Ruri diam beberapa saat setelah Saka selesai berbicara, ia mencerna setiap kata yang Saka lontarkan kepadanya itu dan berkata, "Maafkan aku telah menuduhmu melakukan hal yang mengerikan." Kata Ruri sambil menangis kepada Saka.
Ruri merasa jika beban yang selama ini ia tanggung sendiri pada akhirnya terungkap. Ia pun tak bisa lagi menahan air mata yang mendobrak keluar, ia menangis di hadapan Saka dengan Saka yang menenangkannya.

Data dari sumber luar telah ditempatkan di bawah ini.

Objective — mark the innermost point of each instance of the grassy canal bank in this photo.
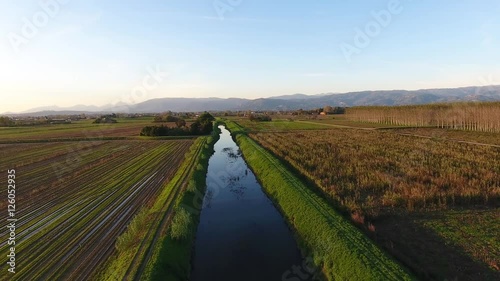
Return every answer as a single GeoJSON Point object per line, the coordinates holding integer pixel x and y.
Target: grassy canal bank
{"type": "Point", "coordinates": [325, 237]}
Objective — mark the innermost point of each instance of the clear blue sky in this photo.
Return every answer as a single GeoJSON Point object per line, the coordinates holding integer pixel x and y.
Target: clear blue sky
{"type": "Point", "coordinates": [98, 52]}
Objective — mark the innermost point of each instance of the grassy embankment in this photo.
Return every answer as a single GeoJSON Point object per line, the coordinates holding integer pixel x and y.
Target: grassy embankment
{"type": "Point", "coordinates": [170, 257]}
{"type": "Point", "coordinates": [337, 247]}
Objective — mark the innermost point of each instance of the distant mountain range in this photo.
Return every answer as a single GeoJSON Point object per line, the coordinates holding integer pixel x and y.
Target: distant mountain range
{"type": "Point", "coordinates": [287, 102]}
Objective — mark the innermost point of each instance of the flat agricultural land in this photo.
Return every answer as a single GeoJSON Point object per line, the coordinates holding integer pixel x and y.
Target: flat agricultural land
{"type": "Point", "coordinates": [425, 200]}
{"type": "Point", "coordinates": [126, 128]}
{"type": "Point", "coordinates": [278, 125]}
{"type": "Point", "coordinates": [74, 198]}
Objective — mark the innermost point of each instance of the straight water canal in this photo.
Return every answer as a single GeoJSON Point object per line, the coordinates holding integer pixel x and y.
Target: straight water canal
{"type": "Point", "coordinates": [241, 235]}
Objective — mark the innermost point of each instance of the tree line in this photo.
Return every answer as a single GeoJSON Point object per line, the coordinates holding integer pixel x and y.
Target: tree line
{"type": "Point", "coordinates": [474, 116]}
{"type": "Point", "coordinates": [202, 126]}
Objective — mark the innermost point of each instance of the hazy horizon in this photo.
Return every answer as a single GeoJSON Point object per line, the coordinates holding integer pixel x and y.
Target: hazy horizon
{"type": "Point", "coordinates": [94, 53]}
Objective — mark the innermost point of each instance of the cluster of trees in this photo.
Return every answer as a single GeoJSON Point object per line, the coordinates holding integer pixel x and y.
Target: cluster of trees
{"type": "Point", "coordinates": [179, 122]}
{"type": "Point", "coordinates": [484, 116]}
{"type": "Point", "coordinates": [6, 121]}
{"type": "Point", "coordinates": [105, 119]}
{"type": "Point", "coordinates": [202, 126]}
{"type": "Point", "coordinates": [260, 118]}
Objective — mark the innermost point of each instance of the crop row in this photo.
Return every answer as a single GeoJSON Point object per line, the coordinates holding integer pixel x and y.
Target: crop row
{"type": "Point", "coordinates": [82, 215]}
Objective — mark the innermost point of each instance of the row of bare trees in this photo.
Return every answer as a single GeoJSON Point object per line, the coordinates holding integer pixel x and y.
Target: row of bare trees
{"type": "Point", "coordinates": [474, 116]}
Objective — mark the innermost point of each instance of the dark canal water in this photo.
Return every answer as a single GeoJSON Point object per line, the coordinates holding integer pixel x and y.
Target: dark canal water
{"type": "Point", "coordinates": [241, 235]}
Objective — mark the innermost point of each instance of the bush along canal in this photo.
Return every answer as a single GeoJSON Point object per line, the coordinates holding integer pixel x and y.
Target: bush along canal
{"type": "Point", "coordinates": [241, 235]}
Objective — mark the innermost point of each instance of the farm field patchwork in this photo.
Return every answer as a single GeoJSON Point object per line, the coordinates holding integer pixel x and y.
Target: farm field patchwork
{"type": "Point", "coordinates": [76, 198]}
{"type": "Point", "coordinates": [126, 128]}
{"type": "Point", "coordinates": [338, 249]}
{"type": "Point", "coordinates": [277, 125]}
{"type": "Point", "coordinates": [384, 179]}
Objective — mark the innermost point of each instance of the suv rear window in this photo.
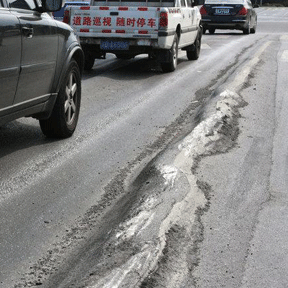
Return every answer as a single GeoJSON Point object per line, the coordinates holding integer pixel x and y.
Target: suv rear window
{"type": "Point", "coordinates": [22, 4]}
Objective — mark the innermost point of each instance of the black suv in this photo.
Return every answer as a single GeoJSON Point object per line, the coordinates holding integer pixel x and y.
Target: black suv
{"type": "Point", "coordinates": [41, 63]}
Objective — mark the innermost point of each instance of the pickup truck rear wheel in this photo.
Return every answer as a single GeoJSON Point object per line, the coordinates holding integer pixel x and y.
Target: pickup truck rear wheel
{"type": "Point", "coordinates": [64, 117]}
{"type": "Point", "coordinates": [172, 64]}
{"type": "Point", "coordinates": [194, 54]}
{"type": "Point", "coordinates": [89, 61]}
{"type": "Point", "coordinates": [124, 56]}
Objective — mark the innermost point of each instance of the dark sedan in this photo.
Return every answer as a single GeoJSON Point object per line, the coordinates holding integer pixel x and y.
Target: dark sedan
{"type": "Point", "coordinates": [229, 14]}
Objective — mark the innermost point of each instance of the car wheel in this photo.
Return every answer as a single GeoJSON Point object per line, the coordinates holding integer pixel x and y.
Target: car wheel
{"type": "Point", "coordinates": [194, 54]}
{"type": "Point", "coordinates": [246, 31]}
{"type": "Point", "coordinates": [64, 117]}
{"type": "Point", "coordinates": [212, 30]}
{"type": "Point", "coordinates": [253, 30]}
{"type": "Point", "coordinates": [89, 61]}
{"type": "Point", "coordinates": [171, 66]}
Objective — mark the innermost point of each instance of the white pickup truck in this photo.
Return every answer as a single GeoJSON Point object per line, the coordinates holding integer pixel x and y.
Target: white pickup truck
{"type": "Point", "coordinates": [128, 28]}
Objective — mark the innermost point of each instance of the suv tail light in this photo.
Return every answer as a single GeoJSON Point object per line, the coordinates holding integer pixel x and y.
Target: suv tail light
{"type": "Point", "coordinates": [243, 11]}
{"type": "Point", "coordinates": [163, 19]}
{"type": "Point", "coordinates": [66, 17]}
{"type": "Point", "coordinates": [203, 11]}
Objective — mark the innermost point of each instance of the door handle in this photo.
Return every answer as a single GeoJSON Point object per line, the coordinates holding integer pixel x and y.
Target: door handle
{"type": "Point", "coordinates": [28, 32]}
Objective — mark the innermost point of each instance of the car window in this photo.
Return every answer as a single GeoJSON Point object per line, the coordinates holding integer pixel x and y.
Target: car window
{"type": "Point", "coordinates": [22, 4]}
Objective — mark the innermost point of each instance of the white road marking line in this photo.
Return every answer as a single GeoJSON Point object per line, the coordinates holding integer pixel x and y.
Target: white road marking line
{"type": "Point", "coordinates": [284, 56]}
{"type": "Point", "coordinates": [205, 46]}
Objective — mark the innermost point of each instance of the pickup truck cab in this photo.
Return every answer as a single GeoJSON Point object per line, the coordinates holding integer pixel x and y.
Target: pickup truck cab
{"type": "Point", "coordinates": [41, 63]}
{"type": "Point", "coordinates": [128, 28]}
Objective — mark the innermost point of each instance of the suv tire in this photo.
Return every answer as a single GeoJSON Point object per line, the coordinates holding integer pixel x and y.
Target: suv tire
{"type": "Point", "coordinates": [64, 117]}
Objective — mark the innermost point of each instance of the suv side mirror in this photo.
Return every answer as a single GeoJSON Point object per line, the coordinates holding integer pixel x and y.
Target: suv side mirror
{"type": "Point", "coordinates": [51, 5]}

Namun, masih ada sesuatu yang perlu ia lakukan lagi.
"Tidak masalah, jika aku jadi kamu, aku pasti juga telah berpikir hal-hal yang tidak-tidak."
"Tapi sebaiknya kita tidak membicarakan hal ini kepada Sinta. Sebab ini menjadi hal yang akan sangat menakuti dirinya. Aku tak mau jika sampai dia trauma, maksudku, kamu tahu kan, saat ini saja dia sulit untuk bisa dekat dengan orang lain, apalagi nanti saat dia mengetahui tentang teror yang menyangkut dirinya itu. Ditambah pelakunya adalah orang yang ia ketahui." Kata Ruri.
Perkataan Ruri mengandung dua maksud. Maksud pertama adalah dia tak mau sampai Sinta tahu tentang masalah ini, sebab itu semua demi kebaikan Sinta, maksud kedua adalah dia masih ragu dengan pelaku teror tersebut. Sebab seseorang mengatakan hal yang sebaliknya kepada dirinya. Itulah kenapa ia harus menemui Tama untuk mengetahui kebenarannya. Mengetahui apa yang sebenarnya terjadi.